For some, this points to a problem with the definition of synodality itself. Is it descriptive of the functioning of hierarchical structures, or prescriptive of the broader spiritual attitude which believers should take towards the practice of their faith, or somehow both at the same time? If we cannot define precisely what synodality is, or articulate how it is meant to be implemented in the life of the Church, it is perhaps inevitable that we will struggle to connect it with the Church’s responsibility of reparation to abuse survivors; a reparation which, as successive Popes have taught us, speaks to the very core of its mission to bring the healing and sanctifying power of Christ into the world.
In this paper I will argue that the most fruitful and effective way to make this elusive connection between the spirituality of synodality and the spirituality of reparation is through a third aspect of ecclesial life, one which has an equal prominence in the theology of Pope Francis: that of spiritual accompaniment.

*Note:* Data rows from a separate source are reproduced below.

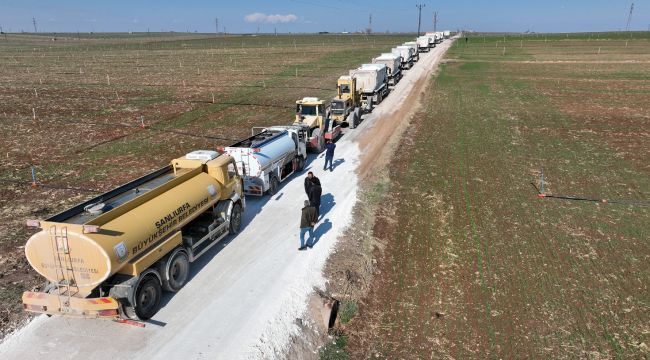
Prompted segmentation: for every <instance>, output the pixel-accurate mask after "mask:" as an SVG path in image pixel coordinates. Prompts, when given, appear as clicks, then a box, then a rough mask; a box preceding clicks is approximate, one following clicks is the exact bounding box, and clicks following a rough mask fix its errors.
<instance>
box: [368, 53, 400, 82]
mask: <svg viewBox="0 0 650 360" xmlns="http://www.w3.org/2000/svg"><path fill="white" fill-rule="evenodd" d="M401 61H402V58H401V56H399V55H397V54H393V53H384V54H381V55H380V56H379V57H376V58H374V59H372V63H373V64H384V65H386V71H387V72H388V85H396V84H397V83H398V82H399V80H400V79H401V78H402V69H400V64H401Z"/></svg>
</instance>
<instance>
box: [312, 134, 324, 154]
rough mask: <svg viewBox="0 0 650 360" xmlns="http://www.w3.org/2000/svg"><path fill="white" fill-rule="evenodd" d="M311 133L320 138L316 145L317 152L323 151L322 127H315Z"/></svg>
mask: <svg viewBox="0 0 650 360" xmlns="http://www.w3.org/2000/svg"><path fill="white" fill-rule="evenodd" d="M311 134H312V136H315V137H316V138H317V139H318V144H317V145H316V148H315V150H316V152H317V153H320V152H321V151H323V136H321V134H320V129H314V131H312V133H311Z"/></svg>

In the first part of this paper, I will define the concepts of synodality and of accompaniment, situating them in the theology of Pope Francis and highlighting the areas of congruence between the two. In the second part, I will propose the Church’s ministry of catechesis, defined as a ministry of witnessing, teaching and accompanying in ecclesial faith, as a specific context where the principles of synodality can be fruitfully applied for the purposes of reparation: the transformation and healing of abuse survivors within the Church. I will finish by suggesting that using catechetical accompaniment in this way enables the Church to move beyond seeing reparation for abuse survivors as something perfunctory and legalistic, something of concern only to a small number of specialists within the Church, but instead something deeply and integrally spiritual: part of our shared Christian vocation to be healed and transformed in Christ and, through our witness, bring that healing and transformative power to others.